The plot and its many characters would be too much to summarise here, because Crompton always wields huge casts in fairly short novels, but it's all well drawn. There are parents using their daughter to battle with each other; aging members of respectable families forced to live in a hotel; a shop-owner who pours a little too much alcohol into her cups of tea; a pair of teachers in a silent power struggle - a whole canvas of characters.

Crompton does often use the same sorts of characters across her novels (the pair of friends, one sucking the other dry of energy, crops up a lot and is always affecting) but they're so involving that I can forgive her. In Matty and the Dearingroydes, because Matty is peripatetic, characters do tend to be left and forgotten once Matty has moved onto the next house - but so, I suppose, they would be. As long as exhuberant Matty is always in the foreground, then that's fine.

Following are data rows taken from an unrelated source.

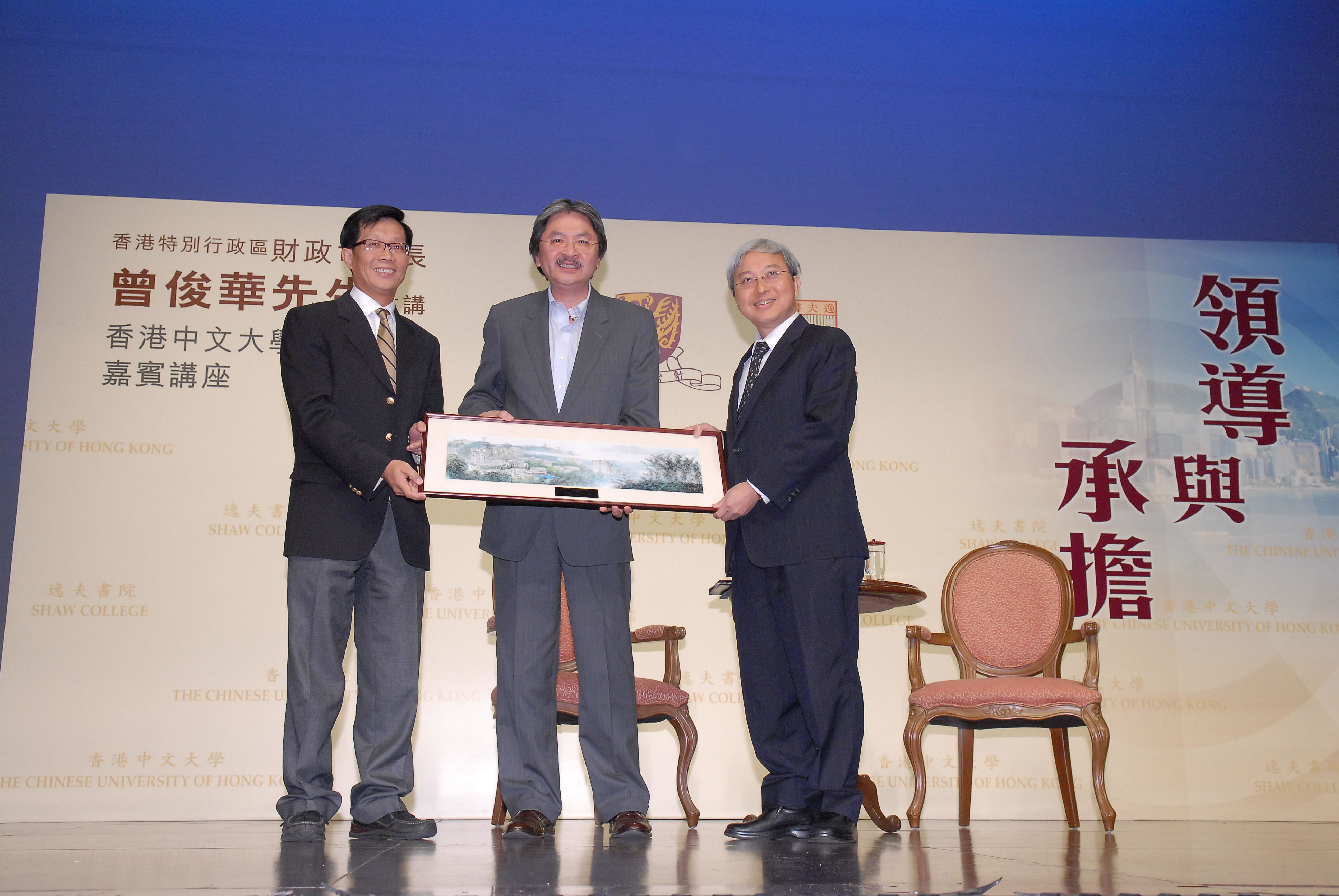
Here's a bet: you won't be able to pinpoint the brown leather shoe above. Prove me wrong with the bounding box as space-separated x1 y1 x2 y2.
609 812 651 837
502 809 553 840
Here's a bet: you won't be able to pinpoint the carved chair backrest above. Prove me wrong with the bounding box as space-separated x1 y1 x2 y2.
943 541 1074 678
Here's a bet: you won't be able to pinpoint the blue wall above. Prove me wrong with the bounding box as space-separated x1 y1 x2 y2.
0 0 1339 656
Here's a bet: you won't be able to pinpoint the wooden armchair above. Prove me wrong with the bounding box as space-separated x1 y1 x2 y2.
487 582 702 828
903 541 1115 830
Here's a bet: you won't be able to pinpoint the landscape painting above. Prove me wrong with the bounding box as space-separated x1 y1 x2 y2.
446 434 703 494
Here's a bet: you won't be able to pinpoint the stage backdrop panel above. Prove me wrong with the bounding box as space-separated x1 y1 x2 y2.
0 196 1339 821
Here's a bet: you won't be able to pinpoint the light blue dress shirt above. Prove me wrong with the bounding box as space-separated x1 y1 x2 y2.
549 285 591 411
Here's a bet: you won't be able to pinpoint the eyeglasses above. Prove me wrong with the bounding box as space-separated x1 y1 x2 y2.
544 237 594 249
735 271 790 289
353 240 410 254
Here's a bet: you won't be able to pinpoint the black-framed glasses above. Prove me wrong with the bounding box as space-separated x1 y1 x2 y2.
353 240 410 254
735 271 790 289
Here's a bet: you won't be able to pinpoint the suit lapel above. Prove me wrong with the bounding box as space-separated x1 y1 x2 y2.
737 315 809 429
726 346 752 432
522 292 558 419
336 292 399 394
550 289 617 420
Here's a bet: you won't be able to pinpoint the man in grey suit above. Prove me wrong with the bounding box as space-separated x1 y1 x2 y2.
459 199 660 838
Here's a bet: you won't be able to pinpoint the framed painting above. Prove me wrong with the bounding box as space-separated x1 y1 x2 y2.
422 414 726 513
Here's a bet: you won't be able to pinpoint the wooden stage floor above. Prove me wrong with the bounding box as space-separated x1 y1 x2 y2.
0 820 1339 896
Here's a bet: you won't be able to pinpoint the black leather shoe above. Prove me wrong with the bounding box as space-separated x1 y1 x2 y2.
726 806 814 840
278 809 325 844
348 809 436 840
809 812 856 844
502 809 553 840
609 812 651 838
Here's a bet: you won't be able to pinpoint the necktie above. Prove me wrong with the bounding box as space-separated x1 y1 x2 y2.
739 342 771 407
376 308 395 391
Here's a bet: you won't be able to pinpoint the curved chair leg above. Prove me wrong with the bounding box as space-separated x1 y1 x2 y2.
856 774 903 834
1051 729 1079 828
665 706 702 828
1079 703 1115 830
957 729 976 828
903 706 929 828
493 778 506 828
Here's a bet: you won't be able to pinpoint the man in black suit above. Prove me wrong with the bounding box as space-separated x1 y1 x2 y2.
276 205 442 842
459 199 660 838
695 240 866 842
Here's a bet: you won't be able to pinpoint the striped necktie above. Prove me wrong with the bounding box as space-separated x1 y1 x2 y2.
739 340 771 407
376 308 395 391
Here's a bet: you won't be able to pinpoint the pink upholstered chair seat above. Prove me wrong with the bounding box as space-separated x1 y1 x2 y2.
493 672 688 706
911 678 1102 710
636 678 688 706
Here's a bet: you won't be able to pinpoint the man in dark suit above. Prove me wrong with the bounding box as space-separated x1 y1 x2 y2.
277 205 442 842
459 199 660 838
695 240 866 842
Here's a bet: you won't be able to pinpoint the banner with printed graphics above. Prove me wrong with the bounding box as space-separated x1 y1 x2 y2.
0 196 1339 821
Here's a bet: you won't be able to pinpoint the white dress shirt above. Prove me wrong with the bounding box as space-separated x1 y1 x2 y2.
350 287 396 339
348 287 401 489
549 284 591 411
735 311 800 504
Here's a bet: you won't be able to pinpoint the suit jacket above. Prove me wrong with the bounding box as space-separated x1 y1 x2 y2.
278 292 442 569
459 289 660 567
726 310 868 573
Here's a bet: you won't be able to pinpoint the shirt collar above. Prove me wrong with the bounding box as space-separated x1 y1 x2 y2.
549 283 591 323
754 311 800 352
348 287 395 317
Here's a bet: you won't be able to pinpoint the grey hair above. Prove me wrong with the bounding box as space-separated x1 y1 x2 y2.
726 239 800 292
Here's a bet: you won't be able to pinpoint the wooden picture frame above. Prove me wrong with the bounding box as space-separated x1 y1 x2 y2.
421 414 727 513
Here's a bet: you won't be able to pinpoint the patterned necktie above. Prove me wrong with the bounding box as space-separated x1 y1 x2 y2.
739 342 771 407
376 308 395 391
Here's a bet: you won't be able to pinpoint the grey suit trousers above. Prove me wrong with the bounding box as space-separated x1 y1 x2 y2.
493 507 651 821
276 505 424 822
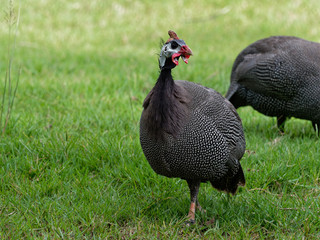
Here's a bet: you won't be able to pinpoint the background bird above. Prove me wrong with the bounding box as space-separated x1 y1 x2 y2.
140 31 245 223
226 36 320 131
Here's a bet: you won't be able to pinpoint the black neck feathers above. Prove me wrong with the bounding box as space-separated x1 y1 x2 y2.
143 68 188 137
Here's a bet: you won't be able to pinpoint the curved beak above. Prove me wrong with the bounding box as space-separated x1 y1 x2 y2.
172 45 192 65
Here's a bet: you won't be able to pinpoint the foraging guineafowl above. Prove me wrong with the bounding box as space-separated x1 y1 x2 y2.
140 31 245 223
226 36 320 131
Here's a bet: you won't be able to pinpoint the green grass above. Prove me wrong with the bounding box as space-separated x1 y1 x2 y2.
0 0 320 239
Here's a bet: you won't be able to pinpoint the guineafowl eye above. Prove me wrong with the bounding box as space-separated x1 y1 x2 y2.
140 30 246 224
171 41 179 49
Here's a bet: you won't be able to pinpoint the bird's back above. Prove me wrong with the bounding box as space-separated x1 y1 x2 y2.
140 81 245 182
226 36 320 119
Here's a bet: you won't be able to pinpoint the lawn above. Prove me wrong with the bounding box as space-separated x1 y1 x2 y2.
0 0 320 239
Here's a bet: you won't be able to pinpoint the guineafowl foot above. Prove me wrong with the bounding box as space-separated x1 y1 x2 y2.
196 200 207 212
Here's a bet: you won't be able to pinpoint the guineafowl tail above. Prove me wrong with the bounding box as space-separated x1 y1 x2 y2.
210 165 246 194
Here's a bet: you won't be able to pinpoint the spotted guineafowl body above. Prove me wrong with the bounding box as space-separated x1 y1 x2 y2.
140 81 245 185
226 36 320 130
140 30 245 222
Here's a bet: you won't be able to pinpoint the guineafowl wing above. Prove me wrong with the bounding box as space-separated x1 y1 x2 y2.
233 53 300 100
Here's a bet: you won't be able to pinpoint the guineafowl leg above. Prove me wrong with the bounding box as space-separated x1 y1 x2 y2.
312 122 320 135
277 115 287 133
187 180 200 223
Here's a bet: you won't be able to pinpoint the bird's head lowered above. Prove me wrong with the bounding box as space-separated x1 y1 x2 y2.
159 30 192 69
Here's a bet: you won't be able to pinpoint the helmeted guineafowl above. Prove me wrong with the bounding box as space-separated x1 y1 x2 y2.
226 36 320 131
140 31 245 223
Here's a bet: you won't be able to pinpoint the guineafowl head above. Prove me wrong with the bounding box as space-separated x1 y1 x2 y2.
159 30 192 69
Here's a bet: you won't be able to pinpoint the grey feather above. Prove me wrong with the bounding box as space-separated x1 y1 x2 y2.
226 36 320 129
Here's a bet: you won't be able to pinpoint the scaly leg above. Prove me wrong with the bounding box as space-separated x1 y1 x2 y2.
187 180 200 224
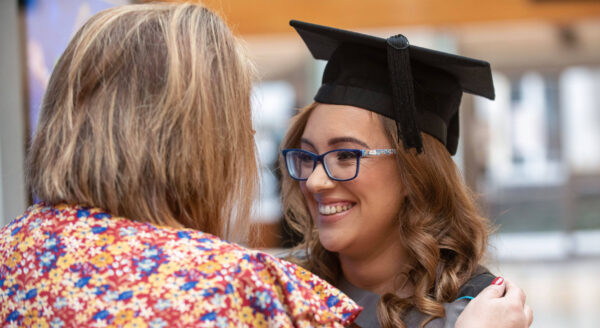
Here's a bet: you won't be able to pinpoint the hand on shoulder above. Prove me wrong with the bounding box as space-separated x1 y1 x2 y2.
454 277 533 328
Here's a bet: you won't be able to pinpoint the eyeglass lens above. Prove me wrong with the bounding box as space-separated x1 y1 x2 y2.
286 150 359 180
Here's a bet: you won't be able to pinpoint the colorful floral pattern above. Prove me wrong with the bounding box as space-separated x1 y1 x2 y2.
0 204 360 328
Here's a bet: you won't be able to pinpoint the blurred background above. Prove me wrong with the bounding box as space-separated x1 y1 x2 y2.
0 0 600 327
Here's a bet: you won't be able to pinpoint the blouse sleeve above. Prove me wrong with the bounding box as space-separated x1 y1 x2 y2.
225 252 361 327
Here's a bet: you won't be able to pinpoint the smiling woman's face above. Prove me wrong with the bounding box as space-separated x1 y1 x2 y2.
300 104 404 258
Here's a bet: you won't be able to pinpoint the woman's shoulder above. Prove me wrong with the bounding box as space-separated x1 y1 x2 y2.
0 204 360 327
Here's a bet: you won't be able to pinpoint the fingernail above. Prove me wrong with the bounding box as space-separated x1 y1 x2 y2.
491 277 504 286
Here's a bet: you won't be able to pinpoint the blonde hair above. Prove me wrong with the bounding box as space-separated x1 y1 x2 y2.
280 103 490 327
27 4 257 242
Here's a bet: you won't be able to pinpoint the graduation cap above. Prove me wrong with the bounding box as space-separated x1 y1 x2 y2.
290 20 495 155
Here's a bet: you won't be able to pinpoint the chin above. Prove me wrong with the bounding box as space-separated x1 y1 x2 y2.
319 234 344 253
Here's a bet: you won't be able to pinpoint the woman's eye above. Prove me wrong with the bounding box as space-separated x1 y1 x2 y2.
337 151 356 161
298 154 313 163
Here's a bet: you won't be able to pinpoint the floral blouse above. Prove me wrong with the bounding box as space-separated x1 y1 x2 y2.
0 204 361 328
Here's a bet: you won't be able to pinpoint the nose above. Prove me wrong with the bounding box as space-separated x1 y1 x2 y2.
306 163 335 193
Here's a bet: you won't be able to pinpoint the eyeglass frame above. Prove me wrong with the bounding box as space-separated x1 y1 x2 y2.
281 148 396 182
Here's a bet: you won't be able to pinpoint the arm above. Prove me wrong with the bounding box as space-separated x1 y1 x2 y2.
454 278 533 328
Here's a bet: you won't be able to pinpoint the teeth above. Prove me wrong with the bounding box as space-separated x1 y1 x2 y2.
319 204 353 215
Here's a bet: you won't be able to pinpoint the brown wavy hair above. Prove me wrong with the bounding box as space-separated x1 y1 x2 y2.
27 4 257 243
280 103 490 327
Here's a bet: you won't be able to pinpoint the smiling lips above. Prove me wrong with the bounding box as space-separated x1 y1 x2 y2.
319 203 354 215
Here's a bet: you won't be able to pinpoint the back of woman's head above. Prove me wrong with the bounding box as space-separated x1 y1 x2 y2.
28 4 256 241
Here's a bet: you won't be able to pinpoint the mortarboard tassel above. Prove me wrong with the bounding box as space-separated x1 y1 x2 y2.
386 34 423 154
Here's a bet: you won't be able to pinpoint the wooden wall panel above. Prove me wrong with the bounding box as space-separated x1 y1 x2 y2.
156 0 600 35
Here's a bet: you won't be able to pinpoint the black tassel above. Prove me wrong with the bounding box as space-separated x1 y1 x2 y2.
387 34 423 154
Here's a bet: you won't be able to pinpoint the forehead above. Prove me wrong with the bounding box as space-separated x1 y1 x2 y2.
302 104 388 147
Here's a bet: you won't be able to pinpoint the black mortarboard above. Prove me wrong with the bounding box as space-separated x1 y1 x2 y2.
290 20 494 155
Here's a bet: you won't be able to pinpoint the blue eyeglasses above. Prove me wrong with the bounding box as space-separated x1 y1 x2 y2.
281 149 396 181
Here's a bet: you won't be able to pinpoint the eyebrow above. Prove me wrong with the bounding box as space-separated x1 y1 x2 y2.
300 137 371 149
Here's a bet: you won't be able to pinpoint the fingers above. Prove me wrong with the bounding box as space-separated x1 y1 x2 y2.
505 281 527 306
477 277 506 299
523 304 533 327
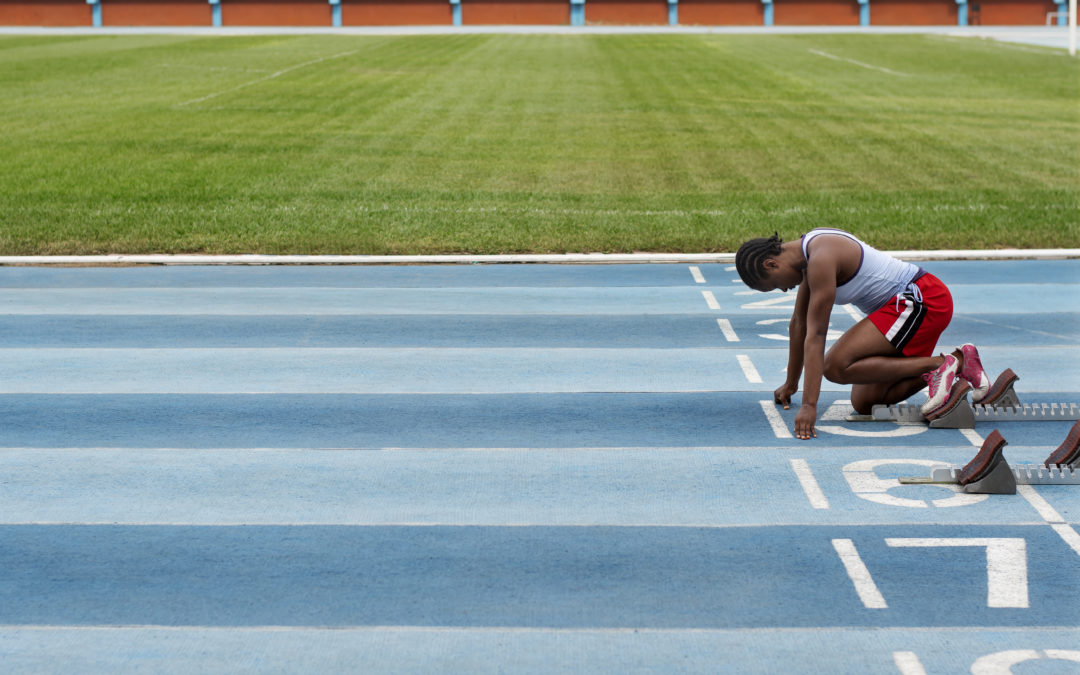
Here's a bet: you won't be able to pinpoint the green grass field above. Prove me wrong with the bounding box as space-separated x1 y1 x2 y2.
0 35 1080 255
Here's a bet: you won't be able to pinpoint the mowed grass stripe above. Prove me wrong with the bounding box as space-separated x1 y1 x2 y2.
0 35 1080 254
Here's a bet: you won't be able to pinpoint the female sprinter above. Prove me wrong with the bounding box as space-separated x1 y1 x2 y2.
735 228 990 440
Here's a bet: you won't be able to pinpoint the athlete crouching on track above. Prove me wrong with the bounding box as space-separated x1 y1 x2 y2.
735 228 990 438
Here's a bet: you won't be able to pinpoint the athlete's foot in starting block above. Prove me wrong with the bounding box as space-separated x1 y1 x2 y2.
1043 420 1080 469
922 379 971 422
972 368 1020 408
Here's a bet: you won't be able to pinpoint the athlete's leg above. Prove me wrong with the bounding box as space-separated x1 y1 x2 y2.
825 319 943 386
851 376 927 415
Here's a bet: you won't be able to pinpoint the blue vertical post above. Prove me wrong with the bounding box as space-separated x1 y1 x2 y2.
570 0 585 26
86 0 102 28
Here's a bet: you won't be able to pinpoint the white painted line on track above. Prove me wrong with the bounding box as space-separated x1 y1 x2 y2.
758 401 795 438
792 459 828 509
735 354 762 384
833 539 889 609
0 248 1080 264
885 537 1030 609
701 291 720 309
892 651 927 675
0 623 1077 630
716 319 739 342
1050 523 1080 555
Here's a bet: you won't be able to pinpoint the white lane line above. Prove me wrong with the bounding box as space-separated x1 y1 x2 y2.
892 651 927 675
807 50 910 78
176 50 360 108
716 319 739 342
758 401 795 438
735 354 762 384
833 539 889 609
1050 523 1080 555
792 459 828 509
885 537 1030 609
701 291 720 309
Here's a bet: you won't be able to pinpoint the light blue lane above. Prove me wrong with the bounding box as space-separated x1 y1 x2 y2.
0 264 734 288
0 286 725 315
0 260 1080 288
0 347 1067 394
0 447 1080 526
0 392 1067 447
0 525 1080 629
0 349 760 394
0 626 1080 675
0 312 1080 349
0 283 1080 316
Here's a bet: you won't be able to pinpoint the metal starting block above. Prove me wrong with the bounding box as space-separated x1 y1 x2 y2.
900 421 1080 495
845 368 1080 429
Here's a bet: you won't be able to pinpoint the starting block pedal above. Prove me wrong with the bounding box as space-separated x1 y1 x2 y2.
900 421 1080 495
1042 421 1080 469
978 368 1020 408
845 368 1080 429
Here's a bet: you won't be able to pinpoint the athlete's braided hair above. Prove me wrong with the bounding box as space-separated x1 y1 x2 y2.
735 232 784 288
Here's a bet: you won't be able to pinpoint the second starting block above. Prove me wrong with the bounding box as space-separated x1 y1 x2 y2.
900 421 1080 495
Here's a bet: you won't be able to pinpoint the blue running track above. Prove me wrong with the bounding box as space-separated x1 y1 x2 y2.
0 260 1080 675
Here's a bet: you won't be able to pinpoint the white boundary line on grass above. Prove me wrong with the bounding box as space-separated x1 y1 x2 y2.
0 248 1080 267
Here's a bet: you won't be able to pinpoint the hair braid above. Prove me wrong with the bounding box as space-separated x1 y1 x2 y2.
735 232 784 288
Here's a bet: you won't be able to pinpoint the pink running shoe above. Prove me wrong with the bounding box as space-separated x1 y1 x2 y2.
958 342 990 403
919 354 960 416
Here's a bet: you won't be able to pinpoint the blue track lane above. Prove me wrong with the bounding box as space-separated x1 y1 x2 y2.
0 260 1080 675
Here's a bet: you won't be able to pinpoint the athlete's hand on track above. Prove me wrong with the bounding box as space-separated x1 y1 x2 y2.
795 403 818 441
772 382 799 410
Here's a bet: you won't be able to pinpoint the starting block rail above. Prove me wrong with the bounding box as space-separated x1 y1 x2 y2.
900 421 1080 495
900 464 1080 485
845 368 1080 429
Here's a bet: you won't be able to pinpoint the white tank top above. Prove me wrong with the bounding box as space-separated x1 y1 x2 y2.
802 228 923 314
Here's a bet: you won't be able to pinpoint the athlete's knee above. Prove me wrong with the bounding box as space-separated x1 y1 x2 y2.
851 391 881 415
822 352 853 384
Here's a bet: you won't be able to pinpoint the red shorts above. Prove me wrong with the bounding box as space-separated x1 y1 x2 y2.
868 273 953 356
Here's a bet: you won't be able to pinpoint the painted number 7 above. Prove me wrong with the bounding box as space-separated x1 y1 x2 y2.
833 538 1028 609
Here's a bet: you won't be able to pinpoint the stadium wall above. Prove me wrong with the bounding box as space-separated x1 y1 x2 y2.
0 0 1058 26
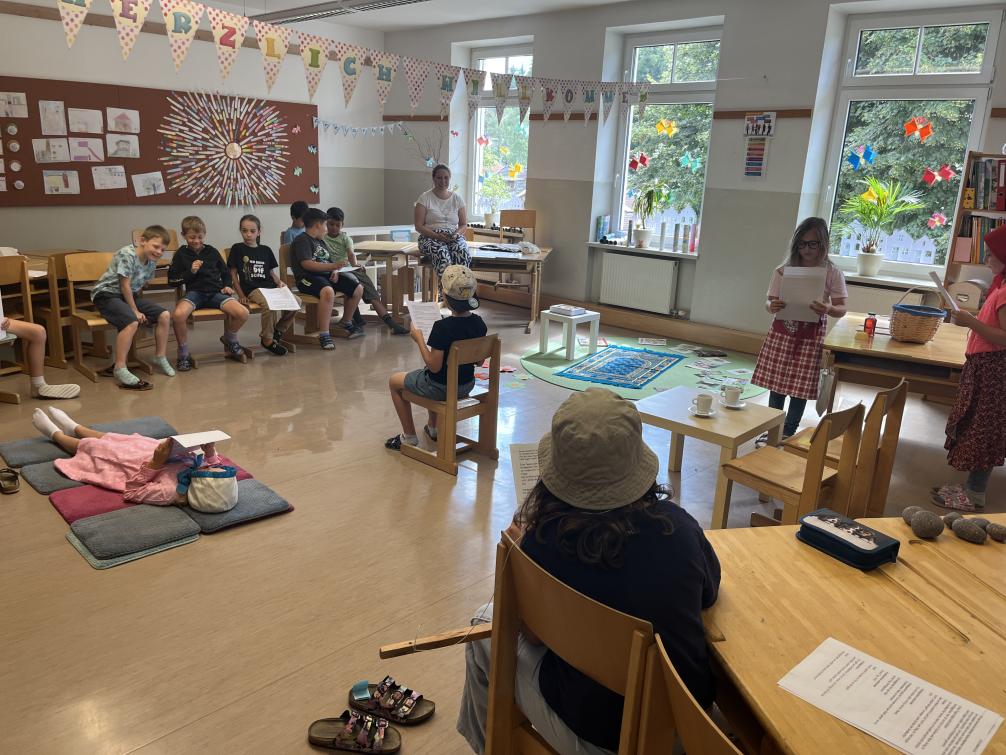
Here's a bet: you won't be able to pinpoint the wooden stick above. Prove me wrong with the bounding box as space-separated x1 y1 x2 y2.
379 624 493 658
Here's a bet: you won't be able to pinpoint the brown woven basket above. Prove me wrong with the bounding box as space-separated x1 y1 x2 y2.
890 288 947 343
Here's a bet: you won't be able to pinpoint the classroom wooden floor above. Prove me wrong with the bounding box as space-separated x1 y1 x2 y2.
0 304 1003 755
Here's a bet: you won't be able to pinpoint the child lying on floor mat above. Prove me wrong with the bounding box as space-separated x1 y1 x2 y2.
31 407 226 506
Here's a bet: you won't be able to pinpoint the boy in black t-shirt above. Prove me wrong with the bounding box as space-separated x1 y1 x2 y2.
384 265 487 451
227 215 300 356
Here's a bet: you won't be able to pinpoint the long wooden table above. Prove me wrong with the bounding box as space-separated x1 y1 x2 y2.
703 514 1006 755
823 313 969 409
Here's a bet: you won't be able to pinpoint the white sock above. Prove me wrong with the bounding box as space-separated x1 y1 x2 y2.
49 407 80 438
31 409 59 439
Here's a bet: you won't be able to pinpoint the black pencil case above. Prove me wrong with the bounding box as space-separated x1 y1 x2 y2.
797 508 901 572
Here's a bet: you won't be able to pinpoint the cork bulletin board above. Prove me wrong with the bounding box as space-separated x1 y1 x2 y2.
0 77 319 207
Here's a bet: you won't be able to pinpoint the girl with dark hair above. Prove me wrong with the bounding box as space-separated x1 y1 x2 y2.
751 217 849 440
458 388 719 755
412 164 472 276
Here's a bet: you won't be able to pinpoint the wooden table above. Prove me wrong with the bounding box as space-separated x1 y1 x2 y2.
824 313 969 410
636 386 786 530
703 514 1006 755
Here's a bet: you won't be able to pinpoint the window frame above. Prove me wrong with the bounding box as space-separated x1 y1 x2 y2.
611 26 723 246
818 10 1003 281
465 43 534 213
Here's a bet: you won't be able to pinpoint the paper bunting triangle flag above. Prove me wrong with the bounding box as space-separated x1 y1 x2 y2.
370 49 400 115
538 79 559 121
206 6 248 79
937 163 957 181
434 63 461 118
463 68 486 121
161 0 206 70
401 57 430 113
327 40 367 108
111 0 150 60
57 0 94 47
251 20 293 92
513 76 534 123
489 72 513 123
601 82 622 123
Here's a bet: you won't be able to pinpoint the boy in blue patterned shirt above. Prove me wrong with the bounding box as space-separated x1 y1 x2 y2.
91 225 175 391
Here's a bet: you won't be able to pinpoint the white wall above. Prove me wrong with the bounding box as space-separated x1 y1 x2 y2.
0 8 384 250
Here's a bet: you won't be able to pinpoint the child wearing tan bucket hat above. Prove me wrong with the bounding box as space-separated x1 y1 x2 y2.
458 388 719 755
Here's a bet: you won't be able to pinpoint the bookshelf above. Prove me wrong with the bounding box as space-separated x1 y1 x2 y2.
944 150 1006 285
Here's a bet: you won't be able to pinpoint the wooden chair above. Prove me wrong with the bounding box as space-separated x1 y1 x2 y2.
722 404 863 524
401 334 500 474
64 252 154 383
783 380 908 518
0 255 33 404
493 209 538 293
133 229 179 252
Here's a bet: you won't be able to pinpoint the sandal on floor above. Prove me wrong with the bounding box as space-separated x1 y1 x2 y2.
308 711 401 755
0 467 21 495
349 676 437 726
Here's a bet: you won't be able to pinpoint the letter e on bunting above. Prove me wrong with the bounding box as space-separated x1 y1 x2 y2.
111 0 150 60
161 0 206 71
297 31 333 104
206 5 248 79
251 20 293 92
57 0 94 47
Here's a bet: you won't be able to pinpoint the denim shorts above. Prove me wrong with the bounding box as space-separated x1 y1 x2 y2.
405 367 475 401
182 291 237 309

Crompton will never be a prose stylist of genius, or even of a very high standing. Her writing certainly isn't bad - it will never make you squirm - but it is mostly just functional. It gets the job done, without being in itself memorable. But Crompton's novels are, and they are definitely comfort reads. I have a stock of ones I've yet to read, and I love knowing they're there waiting for me. Matty and the Dearingroydes is quite tricky to track down, although Oxford country library has it and probably others do too, but you can pick up one of many Richmal Cromptons and be equally diverted. As I said, they are variable, but ones I've loved include Family Roundabout (published by Persephone; currently reprinting), Frost at Morning, Mrs. Frensham Describes a Circle, Narcissa, Millicent Dorrington, Four in Exile, There Are Four Seasons, Linden Rise, Westover, The Ridleys...


Books to get Stuck into:

So many suggestions I could make for this sort of book, but looking back through my past posts, I'm going to plump for...


Miss Mole - E.H. Young: similarly irrepressible older woman encountering a staid and jaded family...

Miss Hargreaves - Frank Baker: always popular here, can't blame a boy for trying - if you haven't read this novel yet, and the idea of an eccentric lady appeals, then you can do no better than this novel which is hilarious, moving, and even sinister, in turns.